One of the root causes of unhappiness is believing that what happens in the world causes your thoughts, your emotional reactions, makes you behave the way that you do and feel how you feel inside. The truth is nothing in the world can make you feel or react in any way. If anything or person could, it would have to have some mechanism of transference be it radiant, magnetic, electrical, chemical, microorganisms. But no such method of transference exists. If someone or something could be the cause of any reaction in you, it would have to be an objective phenomena and part of who or what it is. For example, if someone could make you feel love for them, then no matter what you were doing, or thinking, no matter how bad your day. No matter what that person said, did or didn’t do, that love would be radiating off of them and that would cause you to feel that love regardless. We know this is not true, because even if we love someone, there are times when they seem so aggravating or frustrating that we would rather love them from another room. If love could objectively have effects like the sun in summer it would affect everyone in the proximity of that person or thing. Everyone would want that person or thing. But love is not an objective phenomena, it is a subjective one and just like all of our inner experiences it is based upon the thoughts we are thinking in that moment. Good thoughts create good experiences. Negative thoughts create negative experiences. Change the thoughts and the experiences change.
Steven Covey on a PBS broadcast years ago recounted an experience he had on a subway car that illustrates this well:
“I was travelling home on the subway. It had been a long week, it was late and everyone onboard seemed tired and just wanted to get home. But here in the car were two little children, running up and down the aisle, yelling, screaming, bumping into people. I could see that everyone was getting aggravated, I was starting to get uptight too. They were too little for anyone to reprimand directly. Heck, I teach pro-activity, I should do something. Clearly, they are too young to have gotten into the car by themselves. So I watched what the children were doing for a while.- They seemed to hover ever so briefly, but repetitively near this man that was just a couple of seats away from me.
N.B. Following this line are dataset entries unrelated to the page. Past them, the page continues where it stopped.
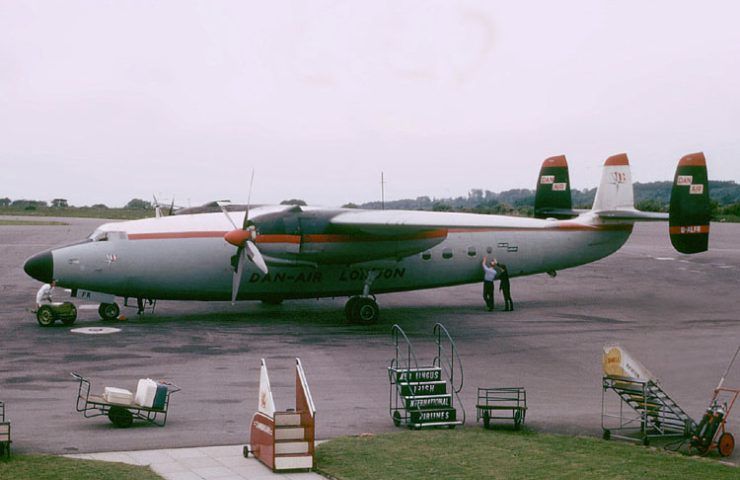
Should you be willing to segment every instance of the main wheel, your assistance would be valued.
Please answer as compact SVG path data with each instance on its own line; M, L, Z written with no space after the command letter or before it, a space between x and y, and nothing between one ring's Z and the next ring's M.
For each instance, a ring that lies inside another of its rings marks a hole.
M735 450L735 437L730 432L725 432L719 436L717 441L717 451L723 457L729 457L732 455L732 451Z
M98 307L98 315L103 320L115 320L119 313L121 313L121 309L118 308L117 303L101 303Z
M380 308L375 300L368 297L357 297L352 308L352 321L363 325L377 323L380 318Z
M344 316L350 323L354 322L352 319L352 311L355 309L355 303L357 303L357 299L359 298L360 297L349 297L349 299L347 299L347 303L344 304Z
M62 317L62 323L69 326L74 324L75 320L77 320L77 307L70 305L69 312Z
M108 420L118 428L127 428L134 423L134 415L123 407L110 407Z
M488 410L483 412L483 428L491 428L491 414Z
M36 321L42 327L51 327L54 325L54 310L51 309L50 305L41 305L36 312Z
M262 299L262 303L265 305L280 305L283 303L283 299L280 297L265 297Z

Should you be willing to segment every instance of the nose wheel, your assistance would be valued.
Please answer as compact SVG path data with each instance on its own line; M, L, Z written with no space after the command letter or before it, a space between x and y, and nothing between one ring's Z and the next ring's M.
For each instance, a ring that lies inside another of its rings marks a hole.
M380 307L372 297L350 297L344 305L347 321L360 325L377 323L380 318Z

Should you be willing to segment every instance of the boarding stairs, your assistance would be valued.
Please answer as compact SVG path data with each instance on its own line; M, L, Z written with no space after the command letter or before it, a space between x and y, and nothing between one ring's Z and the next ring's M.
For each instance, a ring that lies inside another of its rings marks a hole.
M602 379L602 387L602 429L606 439L640 440L648 445L652 438L687 437L696 427L653 380L607 375ZM618 414L606 409L604 395L610 390L619 396Z
M396 353L388 367L389 411L397 427L455 428L465 423L459 396L463 386L460 356L444 325L437 323L433 332L437 356L431 364L420 366L403 329L393 325L391 330Z
M276 411L267 365L261 361L259 408L252 416L250 448L244 447L244 456L251 452L274 472L313 468L316 408L299 358L295 369L295 408Z

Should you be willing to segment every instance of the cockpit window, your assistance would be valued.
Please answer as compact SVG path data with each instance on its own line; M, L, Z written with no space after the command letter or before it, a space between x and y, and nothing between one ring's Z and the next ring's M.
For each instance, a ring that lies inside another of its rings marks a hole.
M125 240L128 236L126 235L126 232L95 230L88 238L93 242L107 242L108 240Z

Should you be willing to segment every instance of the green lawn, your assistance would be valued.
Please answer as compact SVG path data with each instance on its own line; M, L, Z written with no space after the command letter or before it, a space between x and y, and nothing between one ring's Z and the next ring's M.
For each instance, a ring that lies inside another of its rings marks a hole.
M0 226L3 225L69 225L64 222L54 222L51 220L3 220L0 219Z
M316 464L337 480L740 478L738 468L659 448L475 427L341 437L318 446Z
M0 460L3 480L162 480L149 467L50 455L13 455Z
M34 217L85 217L114 220L136 220L154 216L154 210L133 210L128 208L92 208L92 207L37 207L23 208L0 207L0 215L25 215Z

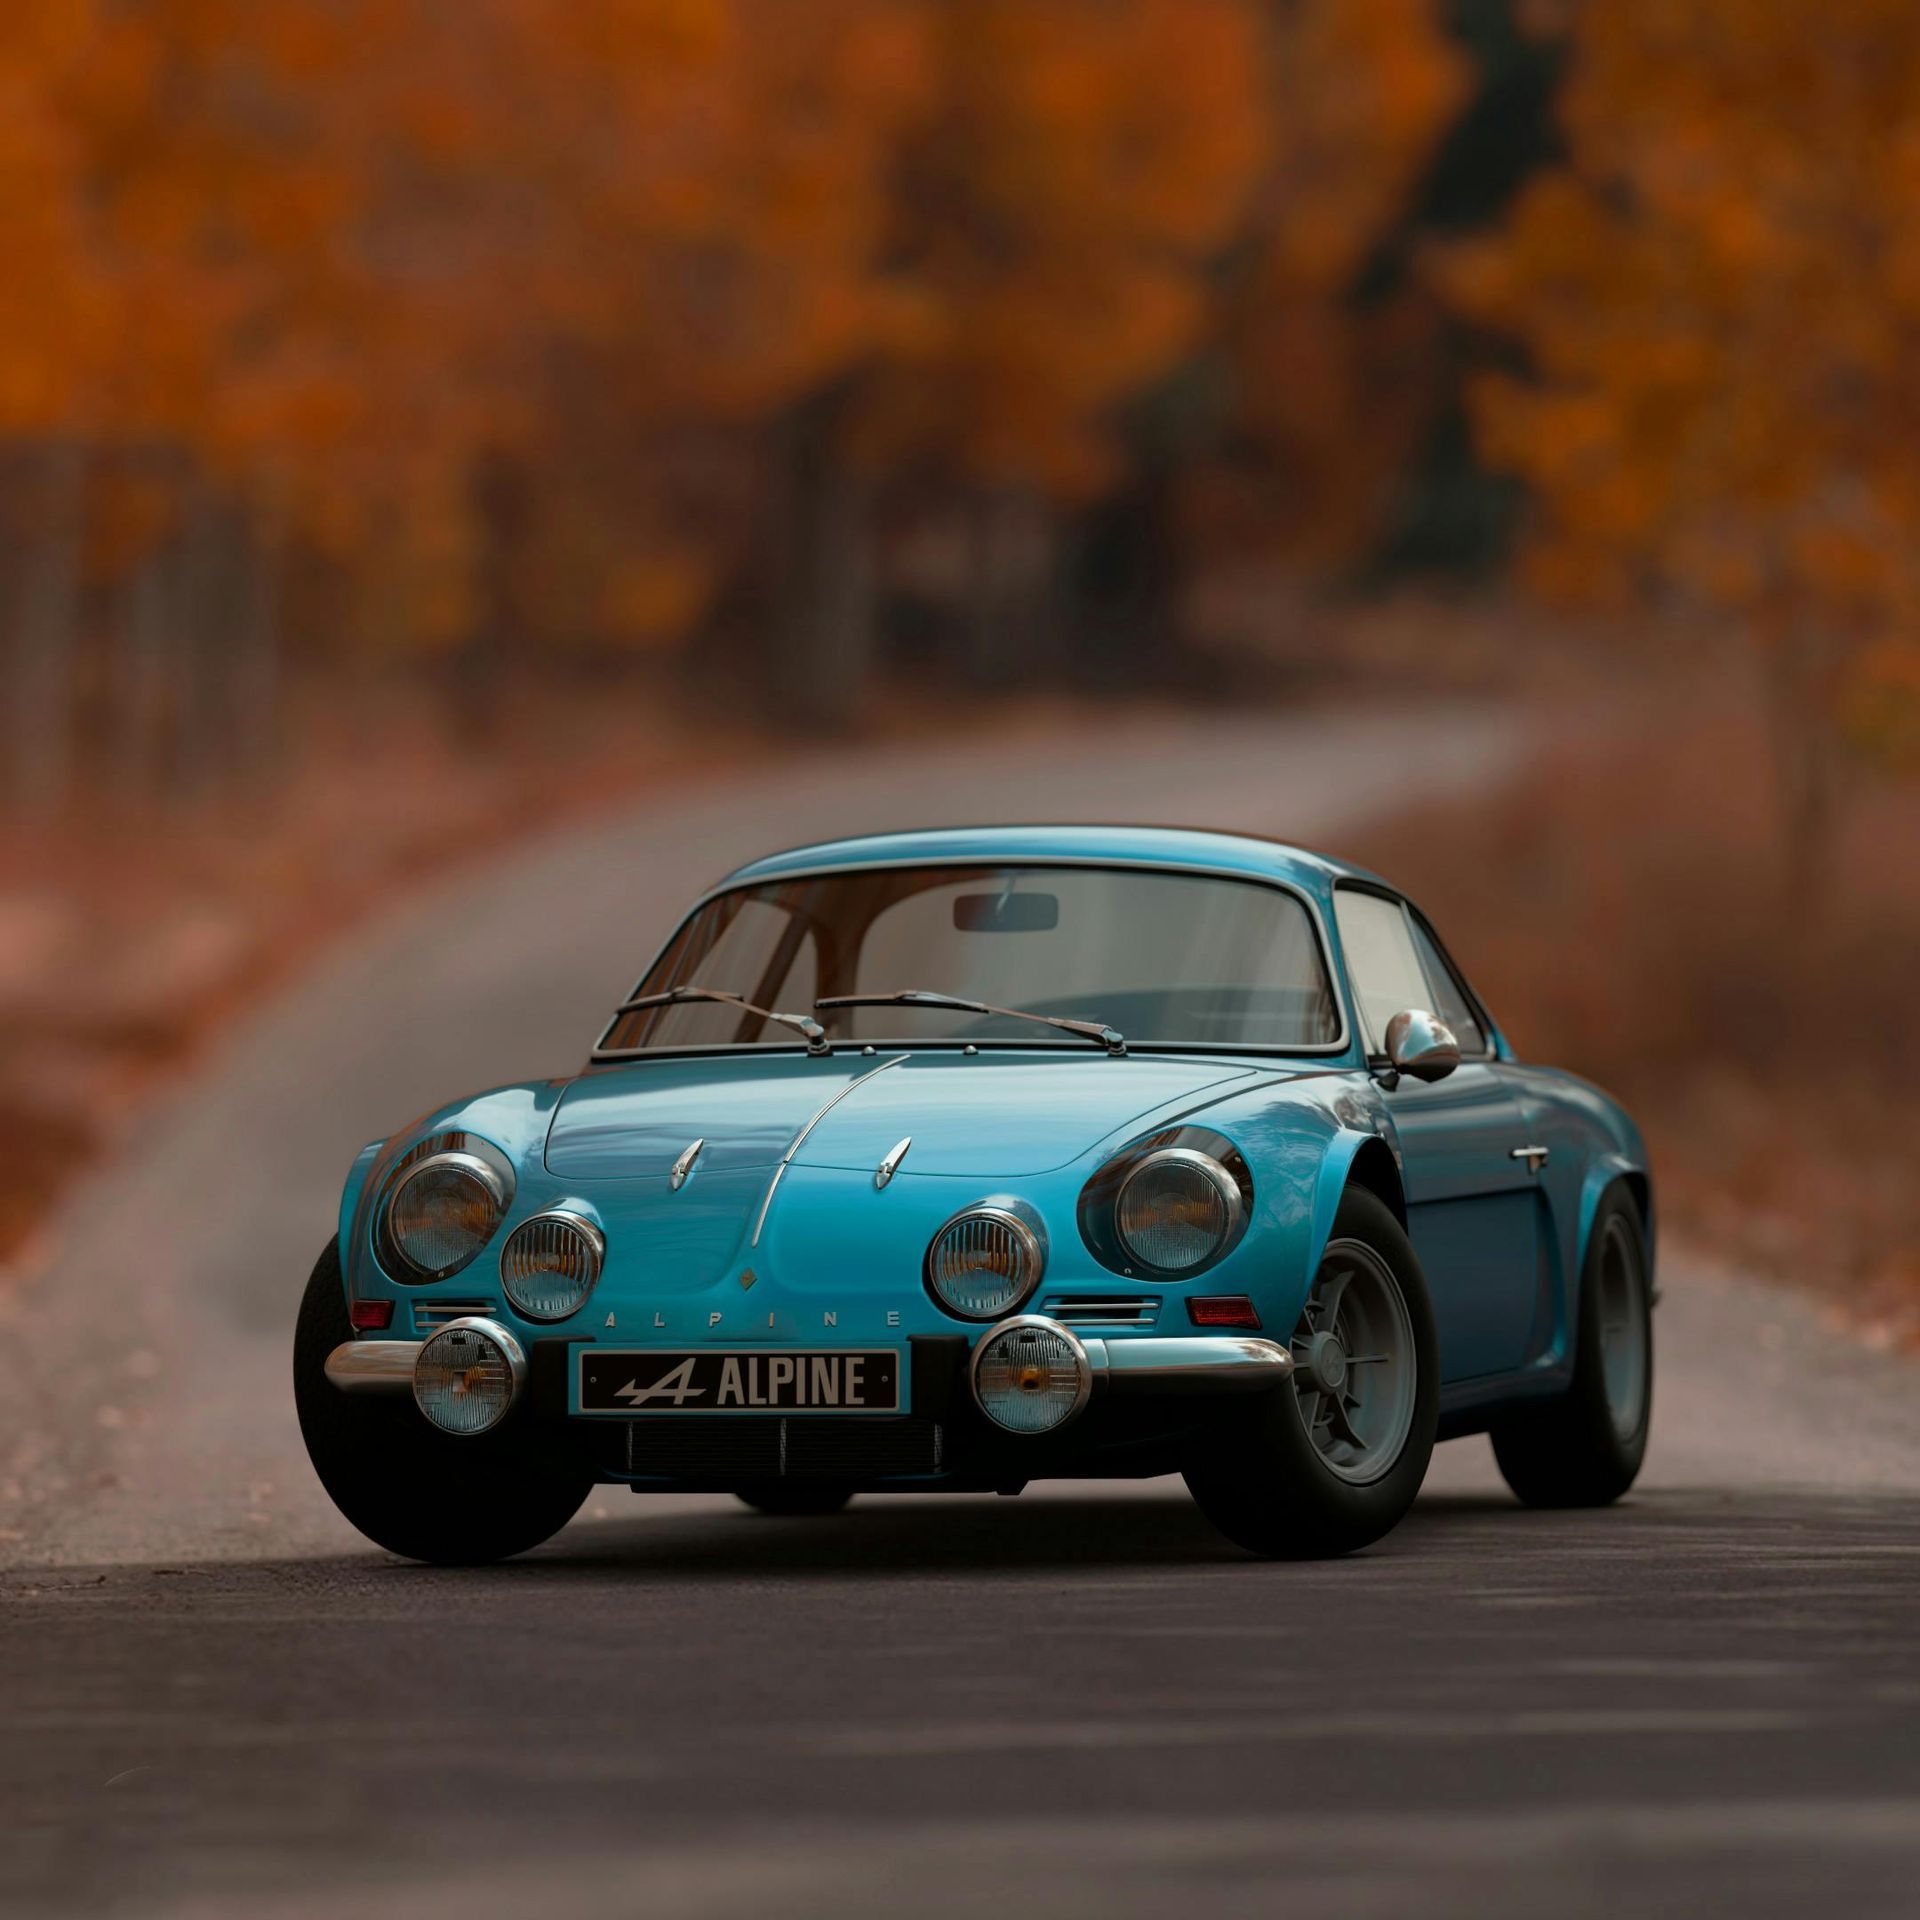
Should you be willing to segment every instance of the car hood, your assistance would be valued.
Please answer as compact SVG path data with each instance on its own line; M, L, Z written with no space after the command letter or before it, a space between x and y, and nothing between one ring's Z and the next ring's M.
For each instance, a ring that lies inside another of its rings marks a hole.
M663 1057L597 1069L562 1096L547 1135L565 1180L666 1175L695 1140L703 1178L796 1164L878 1166L911 1139L905 1174L1013 1178L1065 1166L1109 1135L1251 1068L1220 1060L1008 1049L875 1055ZM811 1123L811 1124L810 1124Z

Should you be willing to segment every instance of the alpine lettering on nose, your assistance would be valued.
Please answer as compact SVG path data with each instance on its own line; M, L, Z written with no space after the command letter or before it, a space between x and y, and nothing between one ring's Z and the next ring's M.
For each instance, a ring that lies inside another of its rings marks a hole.
M683 1407L704 1400L709 1389L697 1384L700 1356L689 1354L650 1385L629 1380L614 1389L616 1400L648 1406L670 1403ZM857 1405L866 1391L864 1354L773 1353L726 1354L720 1359L720 1377L712 1392L716 1407L841 1407Z

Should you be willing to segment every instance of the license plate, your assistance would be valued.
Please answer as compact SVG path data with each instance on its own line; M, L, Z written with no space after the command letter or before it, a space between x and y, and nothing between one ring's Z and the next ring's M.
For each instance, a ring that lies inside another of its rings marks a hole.
M792 1348L582 1347L582 1413L898 1413L900 1356Z

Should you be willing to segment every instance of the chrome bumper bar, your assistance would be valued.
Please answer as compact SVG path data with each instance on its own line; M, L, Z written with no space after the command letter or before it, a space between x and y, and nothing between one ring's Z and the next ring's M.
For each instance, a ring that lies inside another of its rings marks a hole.
M1260 1393L1293 1378L1293 1355L1244 1334L1082 1338L1094 1385L1108 1393Z
M327 1378L342 1393L411 1393L424 1340L343 1340L327 1355Z
M1087 1356L1094 1385L1109 1393L1260 1393L1293 1377L1293 1355L1285 1347L1247 1334L1071 1337ZM327 1378L342 1393L410 1393L413 1363L425 1345L343 1340L327 1355Z

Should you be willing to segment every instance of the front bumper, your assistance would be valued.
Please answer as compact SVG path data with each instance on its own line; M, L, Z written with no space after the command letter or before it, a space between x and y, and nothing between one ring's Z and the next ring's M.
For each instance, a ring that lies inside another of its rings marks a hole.
M1033 1318L1029 1316L1030 1321ZM476 1320L470 1324L485 1330L493 1323ZM506 1334L504 1328L498 1331ZM983 1328L981 1338L988 1339L997 1331L996 1327ZM1065 1328L1060 1331L1067 1332ZM1293 1375L1293 1356L1285 1347L1250 1335L1143 1335L1128 1340L1069 1337L1086 1355L1096 1393L1260 1393L1284 1385ZM414 1363L426 1344L424 1340L342 1341L327 1355L327 1378L342 1393L411 1392Z

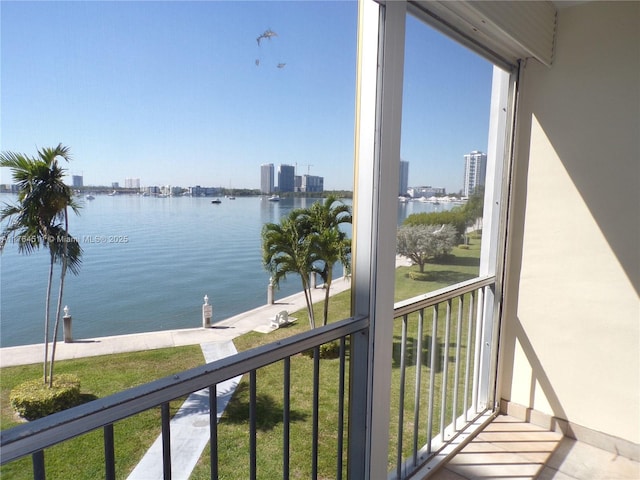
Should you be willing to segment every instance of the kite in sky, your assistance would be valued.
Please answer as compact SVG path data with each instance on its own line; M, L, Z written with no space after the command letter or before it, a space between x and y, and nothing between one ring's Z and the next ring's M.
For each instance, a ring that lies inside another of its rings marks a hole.
M268 38L269 40L271 40L271 37L277 37L278 34L276 32L274 32L273 30L271 30L270 28L266 29L264 32L262 32L258 38L256 38L256 42L258 42L258 46L260 46L260 41L263 38Z
M268 39L269 41L271 41L271 39L272 39L273 37L277 37L277 36L278 36L278 34L277 34L276 32L274 32L273 30L271 30L270 28L266 29L264 32L262 32L260 35L258 35L258 37L256 38L256 42L258 42L258 48L260 48L260 51L261 51L261 52L263 51L263 47L262 47L262 46L261 46L261 44L260 44L260 42L261 42L263 39L265 39L265 38L266 38L266 39ZM269 47L269 48L267 48L267 51L268 51L269 49L270 49L270 47ZM255 63L256 63L256 67L259 67L259 66L260 66L261 59L262 59L262 53L260 54L260 58L256 58L256 62L255 62ZM279 63L277 63L277 64L276 64L276 68L283 69L283 68L285 67L285 65L286 65L286 63L284 63L284 62L279 62Z

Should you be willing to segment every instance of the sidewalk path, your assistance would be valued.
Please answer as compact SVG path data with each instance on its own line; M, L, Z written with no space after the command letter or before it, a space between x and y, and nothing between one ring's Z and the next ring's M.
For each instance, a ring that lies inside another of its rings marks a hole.
M233 342L201 345L207 363L237 353ZM242 375L217 386L217 418L222 416ZM171 478L187 480L191 476L202 451L209 442L209 390L194 392L185 400L169 424L171 431ZM133 469L127 480L162 480L162 435Z
M348 290L350 287L350 279L338 278L331 284L331 295ZM314 289L313 299L314 303L323 300L324 290L322 288ZM276 313L282 310L286 310L291 314L304 308L306 308L304 293L300 292L281 300L276 300L273 305L264 305L216 322L212 328L188 328L77 339L73 343L58 341L56 360L228 341L257 327L268 325ZM194 323L196 322L200 323L201 319L194 319ZM0 367L40 363L42 362L43 351L43 343L0 348Z

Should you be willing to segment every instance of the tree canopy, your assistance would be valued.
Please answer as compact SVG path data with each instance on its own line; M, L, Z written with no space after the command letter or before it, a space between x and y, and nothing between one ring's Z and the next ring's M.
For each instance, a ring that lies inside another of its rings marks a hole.
M314 237L318 259L314 271L320 274L324 282L325 301L322 324L329 317L329 294L333 281L333 268L340 262L345 275L351 271L351 239L340 230L343 223L351 223L351 208L338 201L335 195L328 196L324 203L315 202L308 211L309 234Z
M318 274L324 282L323 324L328 318L333 270L340 262L345 274L351 267L351 240L340 225L351 223L351 209L330 195L310 208L292 210L280 223L262 228L262 259L275 286L290 273L298 274L307 303L309 325L315 328L310 277Z
M451 252L456 244L456 230L445 225L410 225L398 230L397 253L410 258L424 272L425 264Z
So I leaned over, tapped his leg and said: “hey buddy, shouldn’t you be looking after the kids?” The man who had been looking down at the floor looked up and said “yea… I guess, I should be… but, you see their mother died the other day and they’re not dealing with it so well.”
Steven goes on to say, that even though everyone had been frustrated and upset, in the moment they heard those words, everyone’s experience changed. The children were still running, bumping and yelling. But now everyone felt only sympathy and compassion for them.
So can you see, it is not what is happening in the world that matters, it is how we focus on it and think about it, that really influences what we ourselves “choose” to experience.
Have you ever been in a bad mood and have someone come up and try to cheer you up, only to have their mood swing to a negative, because yours was determinedly staying there? Or have you ever been in such a good mood that no matter how negative a person or persons were around you, it didn’t sway your way of feeling? Sometimes they even changed with you. Sometimes not, but yours stayed good & strong. This is in essence- skillfulness (skillful means).
When you are choosing your experience skillfully, then it is not the whats going on in life that are the objectives, but the states you choose to be in and how you choose to act from those states that matter. In fact, it is skillful choosing that actually works the best, even if it may take a while to see. Influencing life and others favourably begins with and comes out of skillfulness.